Koi may be aged by counting the rings on their scales, which are produced in a cycle similar to tree growth rings due to the fish's seasonal development spurts and slowdowns. However, there are Koi keepers that keep their pools heated all year long and feed their Koi year-round. If a Koi has been eating throughout the winter, its growth rings will be muddled and it will be impossible to determine how old it is.


< than 10 degrees celsius  Koi fish shouldn't be fed.  Extended exposure to temperatures below 10 degrees Celsius may necessitate supplementation with low-protein, high-carbohydrate diets.


10–13 degrees celsius, 2-3 (if Koi are hungry) times weekly.  Low-protein, high-carbohydrate diets are laxative.  Brown bread, squash, lettuce, and wheat germ.


Thirteen to fifteen degrees celsius, four to five times weekly (if Koi are hungry).  Include 25% protein pellets with the greens.  Raise the amount consumed in tandem with the rising temperature.


15 degrees celsius, taken six times a week, once a day.  Pellets containing just 25% protein and lots of carb-rich produce and fruit.


15-18 degrees celsius, daily, once or twice.  Increase the pellets' protein content (35%), as well as their production rate, gradually.
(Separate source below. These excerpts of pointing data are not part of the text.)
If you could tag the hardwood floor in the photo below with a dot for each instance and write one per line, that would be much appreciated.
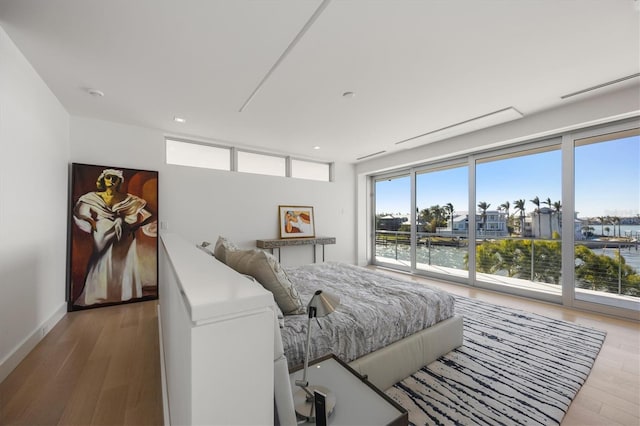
(611, 394)
(102, 366)
(99, 366)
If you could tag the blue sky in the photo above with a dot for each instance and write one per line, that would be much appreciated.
(607, 177)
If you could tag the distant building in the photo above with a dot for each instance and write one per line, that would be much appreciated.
(495, 224)
(390, 223)
(545, 222)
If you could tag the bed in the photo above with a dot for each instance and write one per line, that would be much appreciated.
(385, 327)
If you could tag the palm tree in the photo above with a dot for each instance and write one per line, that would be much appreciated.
(614, 220)
(437, 213)
(536, 202)
(483, 206)
(519, 206)
(557, 206)
(506, 205)
(549, 203)
(448, 208)
(602, 220)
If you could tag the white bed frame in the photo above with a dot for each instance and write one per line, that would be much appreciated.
(222, 351)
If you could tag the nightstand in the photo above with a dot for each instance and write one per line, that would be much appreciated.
(358, 402)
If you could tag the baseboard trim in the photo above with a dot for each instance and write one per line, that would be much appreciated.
(11, 361)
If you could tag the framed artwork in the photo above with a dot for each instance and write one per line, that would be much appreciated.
(113, 236)
(296, 222)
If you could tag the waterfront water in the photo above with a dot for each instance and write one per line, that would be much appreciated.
(453, 257)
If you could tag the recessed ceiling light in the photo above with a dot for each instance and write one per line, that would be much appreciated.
(95, 92)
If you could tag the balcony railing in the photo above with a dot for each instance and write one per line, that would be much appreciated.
(521, 259)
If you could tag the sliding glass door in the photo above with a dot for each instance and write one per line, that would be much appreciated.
(607, 225)
(556, 219)
(393, 218)
(442, 231)
(518, 210)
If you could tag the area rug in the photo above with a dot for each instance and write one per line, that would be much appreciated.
(514, 368)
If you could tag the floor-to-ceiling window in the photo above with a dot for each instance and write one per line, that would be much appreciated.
(392, 242)
(607, 223)
(442, 226)
(555, 219)
(518, 208)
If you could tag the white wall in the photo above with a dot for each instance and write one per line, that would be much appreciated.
(201, 204)
(34, 145)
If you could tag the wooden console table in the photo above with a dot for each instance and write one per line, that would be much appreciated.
(278, 243)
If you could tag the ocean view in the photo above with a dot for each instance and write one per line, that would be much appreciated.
(453, 257)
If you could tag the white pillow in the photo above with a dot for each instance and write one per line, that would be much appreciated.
(267, 271)
(223, 246)
(204, 246)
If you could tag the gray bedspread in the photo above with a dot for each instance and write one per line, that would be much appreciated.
(375, 310)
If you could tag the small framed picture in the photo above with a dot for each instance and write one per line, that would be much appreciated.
(296, 222)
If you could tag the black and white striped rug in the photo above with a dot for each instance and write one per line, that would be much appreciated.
(514, 368)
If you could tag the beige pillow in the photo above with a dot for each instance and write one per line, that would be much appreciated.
(222, 248)
(267, 271)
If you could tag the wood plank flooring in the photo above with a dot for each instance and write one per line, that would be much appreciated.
(102, 367)
(611, 394)
(95, 367)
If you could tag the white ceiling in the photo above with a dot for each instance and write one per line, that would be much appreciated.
(415, 66)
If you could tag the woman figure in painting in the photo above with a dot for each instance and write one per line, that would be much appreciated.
(112, 217)
(294, 222)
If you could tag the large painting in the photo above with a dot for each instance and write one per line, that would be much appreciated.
(113, 238)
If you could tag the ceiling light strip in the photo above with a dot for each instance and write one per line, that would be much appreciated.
(371, 155)
(472, 124)
(599, 86)
(286, 52)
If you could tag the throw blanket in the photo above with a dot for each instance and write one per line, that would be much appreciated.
(375, 310)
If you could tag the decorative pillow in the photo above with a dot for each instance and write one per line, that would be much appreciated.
(222, 248)
(267, 271)
(204, 246)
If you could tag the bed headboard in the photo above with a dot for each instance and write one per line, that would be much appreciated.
(217, 340)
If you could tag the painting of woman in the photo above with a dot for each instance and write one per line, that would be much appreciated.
(117, 222)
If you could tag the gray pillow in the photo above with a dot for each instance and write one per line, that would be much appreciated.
(222, 248)
(267, 271)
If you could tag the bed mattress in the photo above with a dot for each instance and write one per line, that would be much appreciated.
(375, 310)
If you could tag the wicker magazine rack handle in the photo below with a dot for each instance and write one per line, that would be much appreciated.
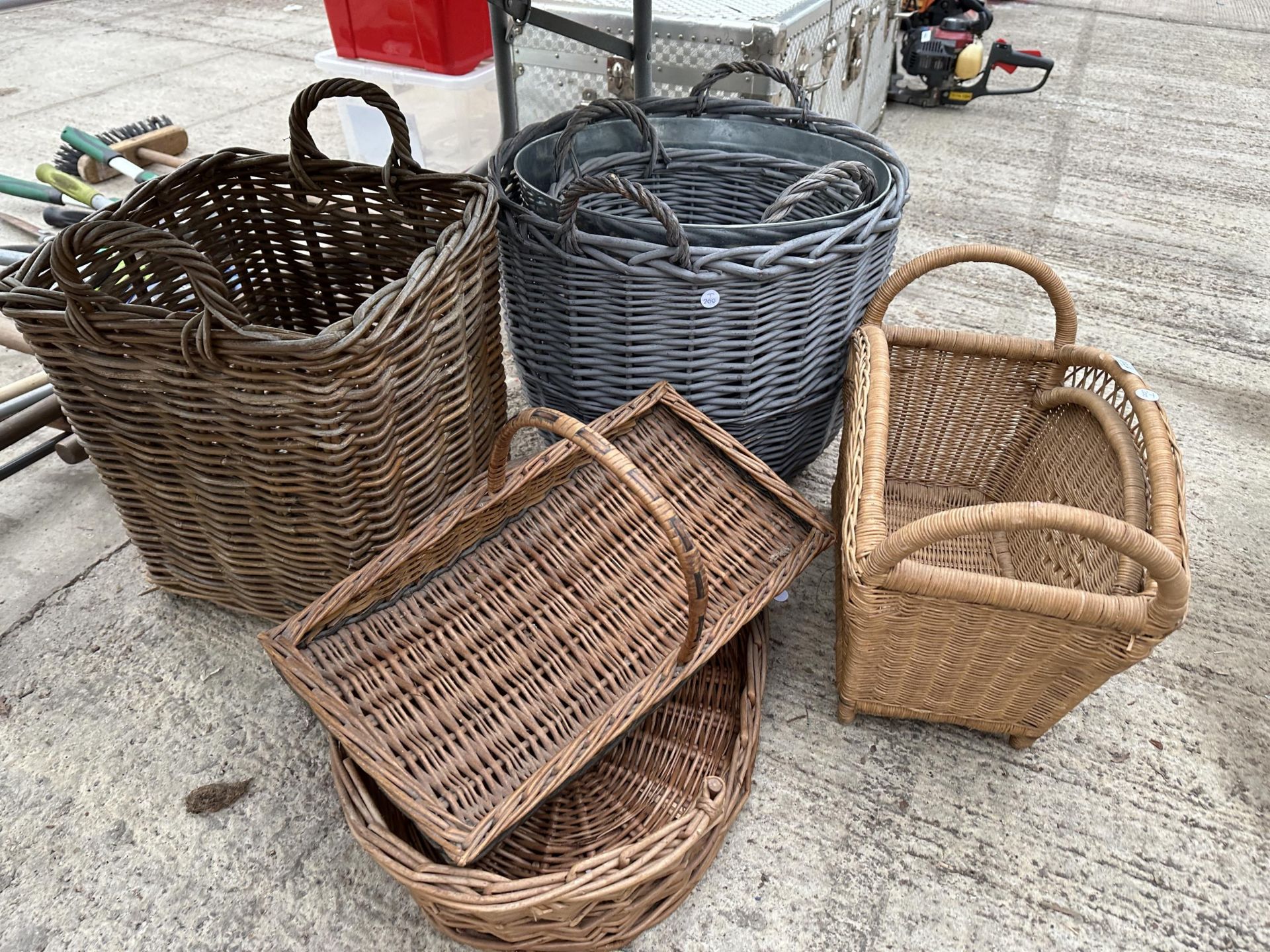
(1064, 311)
(719, 71)
(1154, 615)
(124, 241)
(601, 110)
(614, 184)
(304, 149)
(837, 173)
(622, 470)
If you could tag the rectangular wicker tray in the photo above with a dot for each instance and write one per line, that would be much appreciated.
(479, 664)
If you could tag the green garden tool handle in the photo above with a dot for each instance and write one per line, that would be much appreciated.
(95, 147)
(34, 190)
(71, 186)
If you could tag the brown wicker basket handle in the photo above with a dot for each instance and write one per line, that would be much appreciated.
(622, 470)
(603, 108)
(614, 184)
(1064, 311)
(716, 73)
(832, 175)
(1156, 615)
(302, 146)
(112, 247)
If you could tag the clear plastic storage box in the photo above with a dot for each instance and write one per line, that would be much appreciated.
(454, 120)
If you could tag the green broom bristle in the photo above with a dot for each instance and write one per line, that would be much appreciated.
(67, 157)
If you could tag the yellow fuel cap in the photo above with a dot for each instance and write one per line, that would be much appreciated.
(969, 61)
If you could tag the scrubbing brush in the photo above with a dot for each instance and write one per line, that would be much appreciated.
(121, 150)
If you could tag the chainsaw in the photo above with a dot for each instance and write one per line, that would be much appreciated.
(940, 56)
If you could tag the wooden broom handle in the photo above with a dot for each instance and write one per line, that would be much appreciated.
(1064, 311)
(1164, 610)
(620, 466)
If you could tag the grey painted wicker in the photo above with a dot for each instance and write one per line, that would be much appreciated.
(756, 335)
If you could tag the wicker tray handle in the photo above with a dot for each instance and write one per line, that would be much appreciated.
(614, 184)
(1064, 311)
(832, 175)
(716, 73)
(304, 149)
(121, 241)
(622, 470)
(600, 110)
(1155, 615)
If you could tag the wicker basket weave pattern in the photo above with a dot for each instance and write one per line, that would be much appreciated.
(755, 335)
(277, 364)
(480, 663)
(1011, 516)
(611, 855)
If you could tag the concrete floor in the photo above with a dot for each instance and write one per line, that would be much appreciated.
(1140, 823)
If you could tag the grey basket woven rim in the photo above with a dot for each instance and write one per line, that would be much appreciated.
(634, 257)
(727, 136)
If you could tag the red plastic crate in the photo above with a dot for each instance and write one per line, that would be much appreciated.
(440, 36)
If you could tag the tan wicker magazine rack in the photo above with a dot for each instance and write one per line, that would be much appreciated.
(1011, 514)
(478, 666)
(278, 364)
(615, 852)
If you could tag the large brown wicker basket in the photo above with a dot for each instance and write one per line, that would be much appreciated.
(478, 666)
(615, 852)
(278, 364)
(1000, 499)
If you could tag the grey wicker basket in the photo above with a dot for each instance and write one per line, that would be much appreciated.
(753, 334)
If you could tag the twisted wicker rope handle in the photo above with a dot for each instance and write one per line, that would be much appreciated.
(716, 73)
(833, 175)
(1133, 484)
(1162, 612)
(614, 184)
(118, 239)
(1064, 311)
(603, 108)
(648, 493)
(302, 145)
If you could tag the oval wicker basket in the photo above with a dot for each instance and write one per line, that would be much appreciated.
(755, 335)
(614, 853)
(278, 364)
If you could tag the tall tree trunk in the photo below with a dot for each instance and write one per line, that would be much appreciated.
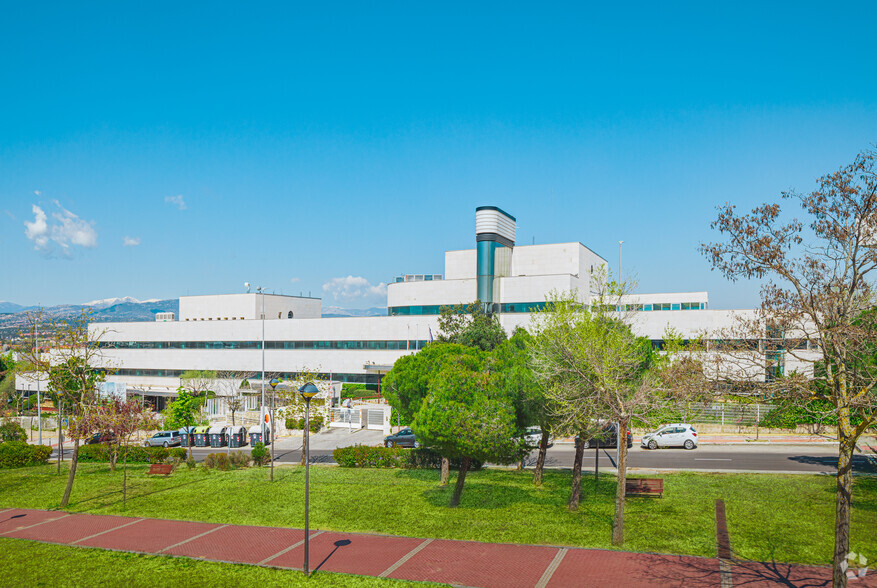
(576, 493)
(461, 479)
(125, 477)
(618, 522)
(74, 461)
(843, 498)
(540, 461)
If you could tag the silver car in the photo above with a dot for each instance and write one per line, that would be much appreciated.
(164, 439)
(672, 435)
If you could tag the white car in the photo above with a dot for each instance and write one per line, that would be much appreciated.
(672, 435)
(533, 436)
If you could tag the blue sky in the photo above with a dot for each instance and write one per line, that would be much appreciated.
(184, 148)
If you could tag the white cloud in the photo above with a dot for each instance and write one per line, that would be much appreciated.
(176, 201)
(64, 231)
(354, 288)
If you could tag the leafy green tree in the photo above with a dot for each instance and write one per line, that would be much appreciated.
(185, 411)
(470, 325)
(406, 385)
(511, 361)
(466, 415)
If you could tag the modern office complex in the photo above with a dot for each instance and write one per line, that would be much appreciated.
(226, 332)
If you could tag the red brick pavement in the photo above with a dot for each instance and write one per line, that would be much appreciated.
(462, 563)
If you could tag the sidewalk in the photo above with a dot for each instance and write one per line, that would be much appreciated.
(461, 563)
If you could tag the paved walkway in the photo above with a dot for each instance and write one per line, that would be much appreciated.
(461, 563)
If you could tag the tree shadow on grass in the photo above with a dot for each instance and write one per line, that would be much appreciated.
(132, 494)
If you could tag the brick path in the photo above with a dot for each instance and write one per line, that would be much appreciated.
(461, 563)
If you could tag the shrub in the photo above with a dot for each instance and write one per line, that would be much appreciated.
(12, 431)
(219, 461)
(424, 458)
(15, 454)
(239, 459)
(259, 454)
(157, 454)
(364, 456)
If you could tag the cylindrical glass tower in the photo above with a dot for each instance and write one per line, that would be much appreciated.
(494, 229)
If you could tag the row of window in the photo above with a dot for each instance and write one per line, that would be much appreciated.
(396, 345)
(374, 379)
(511, 307)
(517, 307)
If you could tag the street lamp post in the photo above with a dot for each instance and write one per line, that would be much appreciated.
(307, 391)
(273, 382)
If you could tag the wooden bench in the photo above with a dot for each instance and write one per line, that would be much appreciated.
(163, 469)
(644, 487)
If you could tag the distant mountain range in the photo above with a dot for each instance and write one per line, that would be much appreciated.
(127, 309)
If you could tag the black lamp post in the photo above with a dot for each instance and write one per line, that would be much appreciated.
(307, 391)
(273, 382)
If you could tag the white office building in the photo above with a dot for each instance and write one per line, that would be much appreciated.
(225, 332)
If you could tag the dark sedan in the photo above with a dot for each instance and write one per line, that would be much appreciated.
(607, 438)
(404, 438)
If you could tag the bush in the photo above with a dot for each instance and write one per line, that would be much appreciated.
(423, 458)
(315, 426)
(239, 459)
(218, 461)
(259, 454)
(12, 431)
(16, 454)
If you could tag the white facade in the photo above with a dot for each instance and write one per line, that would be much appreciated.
(224, 332)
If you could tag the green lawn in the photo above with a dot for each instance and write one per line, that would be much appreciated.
(786, 518)
(26, 563)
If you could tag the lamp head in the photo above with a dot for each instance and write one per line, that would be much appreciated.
(308, 391)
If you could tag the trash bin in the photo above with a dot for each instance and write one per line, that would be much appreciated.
(255, 434)
(237, 436)
(202, 439)
(185, 433)
(217, 436)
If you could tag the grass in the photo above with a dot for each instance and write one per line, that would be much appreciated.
(786, 518)
(27, 563)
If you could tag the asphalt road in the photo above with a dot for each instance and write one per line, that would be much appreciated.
(810, 458)
(778, 458)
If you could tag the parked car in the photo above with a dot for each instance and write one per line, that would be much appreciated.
(100, 438)
(164, 439)
(533, 436)
(404, 438)
(672, 435)
(607, 438)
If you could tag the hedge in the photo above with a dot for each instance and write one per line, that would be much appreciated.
(16, 454)
(365, 456)
(315, 425)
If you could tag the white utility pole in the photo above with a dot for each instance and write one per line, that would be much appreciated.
(620, 243)
(39, 399)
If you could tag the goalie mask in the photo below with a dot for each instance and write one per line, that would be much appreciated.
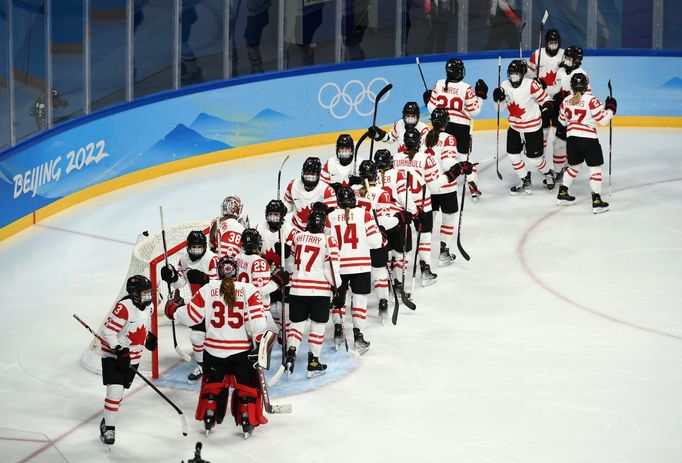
(344, 149)
(139, 288)
(227, 268)
(196, 245)
(274, 214)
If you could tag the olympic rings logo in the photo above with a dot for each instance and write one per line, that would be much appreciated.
(354, 96)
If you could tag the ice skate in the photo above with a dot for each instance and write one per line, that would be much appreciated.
(475, 192)
(383, 310)
(549, 180)
(523, 188)
(445, 258)
(360, 345)
(428, 277)
(315, 368)
(598, 206)
(107, 434)
(195, 375)
(563, 198)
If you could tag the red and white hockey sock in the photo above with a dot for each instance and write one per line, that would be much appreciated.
(111, 403)
(518, 164)
(424, 251)
(570, 175)
(595, 179)
(541, 164)
(316, 337)
(559, 154)
(197, 337)
(380, 277)
(359, 311)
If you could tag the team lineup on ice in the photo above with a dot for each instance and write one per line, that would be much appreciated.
(344, 298)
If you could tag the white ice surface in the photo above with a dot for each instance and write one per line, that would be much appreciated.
(560, 341)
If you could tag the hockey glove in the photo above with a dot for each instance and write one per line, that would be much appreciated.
(404, 217)
(375, 133)
(151, 342)
(281, 277)
(481, 89)
(197, 277)
(169, 274)
(122, 356)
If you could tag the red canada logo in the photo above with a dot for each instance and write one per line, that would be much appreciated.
(515, 110)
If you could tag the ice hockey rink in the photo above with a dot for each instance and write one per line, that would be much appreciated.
(559, 341)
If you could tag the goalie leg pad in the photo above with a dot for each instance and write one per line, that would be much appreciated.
(247, 400)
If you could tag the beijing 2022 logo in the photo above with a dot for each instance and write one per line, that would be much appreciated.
(353, 96)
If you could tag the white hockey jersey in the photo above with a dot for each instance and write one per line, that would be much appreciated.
(549, 68)
(207, 265)
(315, 254)
(255, 269)
(334, 172)
(299, 200)
(458, 98)
(581, 119)
(127, 326)
(228, 237)
(229, 330)
(355, 234)
(522, 104)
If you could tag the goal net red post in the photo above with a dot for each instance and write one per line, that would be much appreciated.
(148, 259)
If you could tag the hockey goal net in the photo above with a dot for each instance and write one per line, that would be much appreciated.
(147, 260)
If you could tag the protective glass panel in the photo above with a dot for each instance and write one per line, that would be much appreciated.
(107, 50)
(309, 32)
(201, 40)
(29, 67)
(67, 60)
(253, 36)
(153, 43)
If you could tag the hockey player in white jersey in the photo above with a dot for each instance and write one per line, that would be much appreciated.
(315, 277)
(523, 99)
(550, 58)
(235, 331)
(581, 112)
(356, 233)
(226, 231)
(302, 192)
(410, 120)
(196, 266)
(462, 102)
(338, 170)
(126, 333)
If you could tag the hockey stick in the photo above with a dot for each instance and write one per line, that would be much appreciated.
(104, 343)
(497, 149)
(542, 27)
(461, 207)
(422, 74)
(610, 136)
(182, 355)
(379, 96)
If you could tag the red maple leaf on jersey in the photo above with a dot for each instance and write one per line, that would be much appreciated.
(138, 336)
(515, 110)
(550, 78)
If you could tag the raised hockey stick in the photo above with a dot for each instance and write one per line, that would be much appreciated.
(610, 137)
(421, 73)
(497, 149)
(149, 383)
(542, 27)
(378, 98)
(461, 207)
(182, 355)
Add more fruits and veggies to your diet.


Typically between 18 and 22 degrees celsius, twice day.  We recommend making protein pellets the main component of your diet.  Diversify your diet with a wide range of produce and plankton.


22–26 degrees celsius, three to four times daily.  Colour enhanced high-protein pellets (35-40%).  Combine the plankton, produce, and prawns.